54 Festnahmen bei 1,5-Millionen-Euro-Polizeieinsatz

In der Nacht auf Samstag ging in der Wiener Hofburg der umstrittene, von der FPÖ organisierte, Akademikerball über die Bühne. Die Proteste dagegen waren groß, tausende Menschen gingen deswegen auf die Straße. Die Polizei war mit 2.500 Beamten auf den Straßen, der Einsatz kostete mindestens 1,5 Millionen Euro. Die offiziellen Protestveranstaltungen blieben friedlich und ohne Zwischenfälle. Im Anschluss gab es allerdings mehrere Krawalle. Bilanz: Mindestens acht Verletzte (sechs Polizisten, zwei Demonstranten) 150 Anzeigen und 54 Festnahmen.
Den Auftakt des Polizeieinsatzes machten Kontrollen auf allen wichtigen Zufahrtsstraßen nach Wien bereits Stunden vor dem Ball. Die Beamten kontrollierten mehrere Busse, in einem tschechischen Fahrzeug wurden Waffen (unter anderem Messer und Schlagringe) sichergestellt. Sechs Insassen wurden verhaftet. Ein Bus aus München wurde zurückgeschickt, weil "Sturmhauben und Knallkörper" gefunden wurden.
Wenig später gab es auch eine Festnahme auf der Mariahilfer Straße. Bei einem "der rechten Szene" Angehörenden wurden ebenfalls Waffen gefunden. Später startete die Demo selbst friedlich - mit 9.000 (laut Veranstaltern) beziehungsweise 5.000 (laut Polizei) Teilnehmern wurde ruhig bis zur Abschlusskundgebung am Stephansplatz protestiert. 2.000 weitere Personen nahmen an einer Gedenkveranstaltung mit der Holocaust-Überlebenden Dora Schimanko und dem ehemaligen KZ-Häftling Rudi Gelbard teil, die später in ein Konzert mündete.

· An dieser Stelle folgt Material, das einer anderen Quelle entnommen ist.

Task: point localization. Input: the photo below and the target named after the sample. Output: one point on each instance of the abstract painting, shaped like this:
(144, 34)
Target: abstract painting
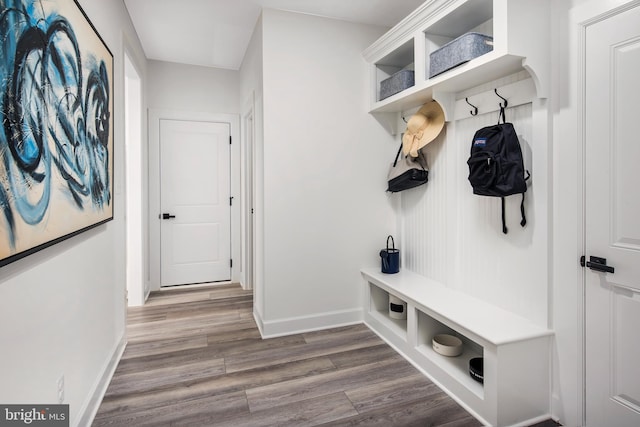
(56, 137)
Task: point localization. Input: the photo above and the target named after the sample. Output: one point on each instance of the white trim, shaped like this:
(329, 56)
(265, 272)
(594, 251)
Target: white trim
(92, 403)
(155, 115)
(316, 322)
(405, 29)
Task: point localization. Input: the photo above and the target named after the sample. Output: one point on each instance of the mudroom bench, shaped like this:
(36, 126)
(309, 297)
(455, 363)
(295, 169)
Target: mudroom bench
(516, 386)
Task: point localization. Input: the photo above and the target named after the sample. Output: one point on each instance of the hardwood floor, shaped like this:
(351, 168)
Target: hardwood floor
(195, 358)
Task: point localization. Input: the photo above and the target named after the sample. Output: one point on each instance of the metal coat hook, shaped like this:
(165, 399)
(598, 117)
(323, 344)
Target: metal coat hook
(505, 101)
(473, 112)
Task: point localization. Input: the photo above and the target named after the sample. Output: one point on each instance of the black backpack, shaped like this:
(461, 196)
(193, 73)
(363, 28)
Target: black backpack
(496, 167)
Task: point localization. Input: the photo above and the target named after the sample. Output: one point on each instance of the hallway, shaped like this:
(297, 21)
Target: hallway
(195, 357)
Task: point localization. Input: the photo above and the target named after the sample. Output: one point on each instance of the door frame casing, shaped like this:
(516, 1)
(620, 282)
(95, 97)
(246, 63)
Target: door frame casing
(598, 15)
(155, 115)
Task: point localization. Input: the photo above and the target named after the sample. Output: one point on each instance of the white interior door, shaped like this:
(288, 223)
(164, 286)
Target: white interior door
(613, 220)
(195, 241)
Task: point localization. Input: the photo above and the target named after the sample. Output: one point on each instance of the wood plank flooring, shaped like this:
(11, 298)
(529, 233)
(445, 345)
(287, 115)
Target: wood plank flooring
(195, 358)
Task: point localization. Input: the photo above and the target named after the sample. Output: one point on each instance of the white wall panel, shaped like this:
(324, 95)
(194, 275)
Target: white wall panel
(453, 236)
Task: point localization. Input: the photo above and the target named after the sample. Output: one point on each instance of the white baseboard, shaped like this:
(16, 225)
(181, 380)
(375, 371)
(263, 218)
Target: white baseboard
(92, 404)
(296, 325)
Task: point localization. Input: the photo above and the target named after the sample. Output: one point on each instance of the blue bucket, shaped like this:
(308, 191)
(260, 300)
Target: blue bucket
(390, 258)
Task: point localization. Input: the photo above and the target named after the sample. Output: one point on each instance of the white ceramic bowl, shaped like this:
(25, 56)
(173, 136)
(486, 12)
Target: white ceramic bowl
(447, 345)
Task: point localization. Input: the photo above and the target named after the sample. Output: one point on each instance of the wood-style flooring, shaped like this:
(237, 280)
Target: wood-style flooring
(195, 358)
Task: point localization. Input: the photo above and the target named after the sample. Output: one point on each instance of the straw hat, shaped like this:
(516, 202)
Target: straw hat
(422, 128)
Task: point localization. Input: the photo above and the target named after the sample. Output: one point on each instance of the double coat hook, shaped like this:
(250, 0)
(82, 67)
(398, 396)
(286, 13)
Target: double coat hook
(474, 112)
(505, 101)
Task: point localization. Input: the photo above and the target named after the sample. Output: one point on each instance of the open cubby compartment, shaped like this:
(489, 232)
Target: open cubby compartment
(471, 16)
(379, 309)
(458, 366)
(399, 59)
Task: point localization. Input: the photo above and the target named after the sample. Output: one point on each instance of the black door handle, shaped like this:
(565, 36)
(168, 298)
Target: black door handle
(599, 264)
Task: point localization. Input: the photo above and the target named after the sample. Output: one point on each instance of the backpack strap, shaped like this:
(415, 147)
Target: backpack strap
(502, 115)
(395, 162)
(504, 224)
(523, 222)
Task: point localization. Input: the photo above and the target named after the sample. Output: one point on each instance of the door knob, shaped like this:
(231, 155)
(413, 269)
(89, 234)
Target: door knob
(597, 264)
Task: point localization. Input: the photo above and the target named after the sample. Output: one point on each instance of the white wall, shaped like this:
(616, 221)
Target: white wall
(455, 237)
(192, 88)
(569, 18)
(62, 310)
(326, 214)
(252, 98)
(185, 92)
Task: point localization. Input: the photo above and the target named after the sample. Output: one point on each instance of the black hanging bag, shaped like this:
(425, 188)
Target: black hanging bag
(407, 172)
(496, 167)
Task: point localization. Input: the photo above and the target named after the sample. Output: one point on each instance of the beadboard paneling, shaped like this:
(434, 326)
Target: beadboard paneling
(455, 237)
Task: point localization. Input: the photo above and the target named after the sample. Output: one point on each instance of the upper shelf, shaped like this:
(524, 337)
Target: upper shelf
(520, 41)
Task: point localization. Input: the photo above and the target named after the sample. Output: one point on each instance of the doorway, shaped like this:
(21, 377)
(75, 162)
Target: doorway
(195, 197)
(248, 199)
(612, 231)
(137, 290)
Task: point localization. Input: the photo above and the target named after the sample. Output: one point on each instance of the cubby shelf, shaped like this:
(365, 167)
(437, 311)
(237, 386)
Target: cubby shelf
(515, 350)
(520, 40)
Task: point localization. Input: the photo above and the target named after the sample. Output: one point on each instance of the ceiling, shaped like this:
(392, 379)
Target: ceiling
(215, 33)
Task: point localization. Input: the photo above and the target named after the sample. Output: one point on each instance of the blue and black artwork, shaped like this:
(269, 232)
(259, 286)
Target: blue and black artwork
(55, 141)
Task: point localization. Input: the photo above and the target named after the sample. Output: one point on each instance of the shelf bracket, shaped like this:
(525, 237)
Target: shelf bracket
(448, 103)
(389, 121)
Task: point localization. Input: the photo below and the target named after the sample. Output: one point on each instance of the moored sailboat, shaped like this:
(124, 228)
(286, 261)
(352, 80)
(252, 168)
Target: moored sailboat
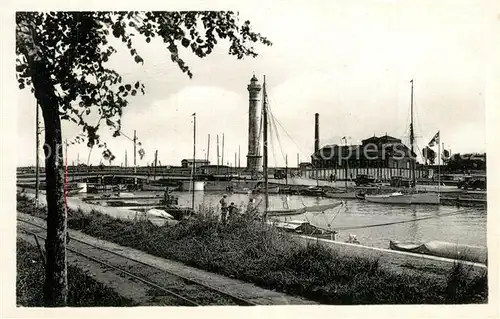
(413, 196)
(287, 211)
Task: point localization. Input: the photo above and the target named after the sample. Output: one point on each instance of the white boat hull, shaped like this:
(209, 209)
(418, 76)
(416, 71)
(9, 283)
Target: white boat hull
(408, 199)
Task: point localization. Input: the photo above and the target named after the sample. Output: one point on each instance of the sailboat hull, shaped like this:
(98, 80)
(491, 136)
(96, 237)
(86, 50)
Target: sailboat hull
(407, 199)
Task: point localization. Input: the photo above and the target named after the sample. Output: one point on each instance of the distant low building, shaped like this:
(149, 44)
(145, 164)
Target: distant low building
(374, 152)
(186, 163)
(305, 165)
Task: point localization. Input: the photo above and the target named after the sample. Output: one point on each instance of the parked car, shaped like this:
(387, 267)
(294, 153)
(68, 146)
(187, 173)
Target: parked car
(472, 182)
(362, 180)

Blockaden sorgten für Chaos

Nach dem Ende der offiziellen Demos blieben jedoch die befürchteten Krawalle nicht aus. An mehreren Punkten versuchten teils Vermummte, Taxis und andere Fahrzeuge an der Fahrt zur Hofburg zu hindern. Als die Polizei die Blockaden auflöste, gingen die Aktionen in Gewalt über. Böller, Fäuste, Flaschen, Eier und Steine flogen, ein Polizist erlitt ein Knalltrauma, zwei Demonstranten wurden ebenfalls verletzt.

Offiziell blicken ließ sich dagegen nicht die Plattform NOWKR, deren Demo im Vorfeld von der Polizei wegen Gewaltandrohungen untersagt wurde. Ruhig wurde es wieder, als die Polizei die Beamten entlang der Sperrzone um die Hofburg zusammenzog. Dort gab es dann kurzzeitig Wirbel, weil die Wiener FPÖ eine Gegenkundgebung zu den Demonstrationen organisiert hatte.

Ball selbst schlecht besucht

FPÖ-Chef Heinz-Christian Strache lobte die Polizei dafür, dass die Zufahrt zur Veranstaltung dieses Mal problemlos möglich gewesen sei. ""Bei diesem freiheitlichen Akademikerball geht es um die Meinungsfreiheit, um die Versammlungsfreiheit, das steht jeder politischen, demokratischen Kraft in diesem Land auch zu", erklärte er. Der Ball selbst war nicht allzu stark besucht, die Veranstalter hatten 1.500 Gäste erwartet, auf Twitter wurde nur von wenigen Hundert berichtet.

Um Mitternacht zog auch die Polizei Bilanz: "Es erfolgten bis dato 54 Festnahmen und circa 150 Anzeigen wegen strafrechtlichen und verwaltungsstrafrechtlichen Übertretungen. 58 Sicherstellungen von verbotenen Waffen, pyrotechnischen Gegenständen, Schlagringen, Messern, Suchtgift und dergleichen wurden durchgeführt. Sechs Polizeibeamte erlitten im Rahmen des Einsatzes Verletzungen."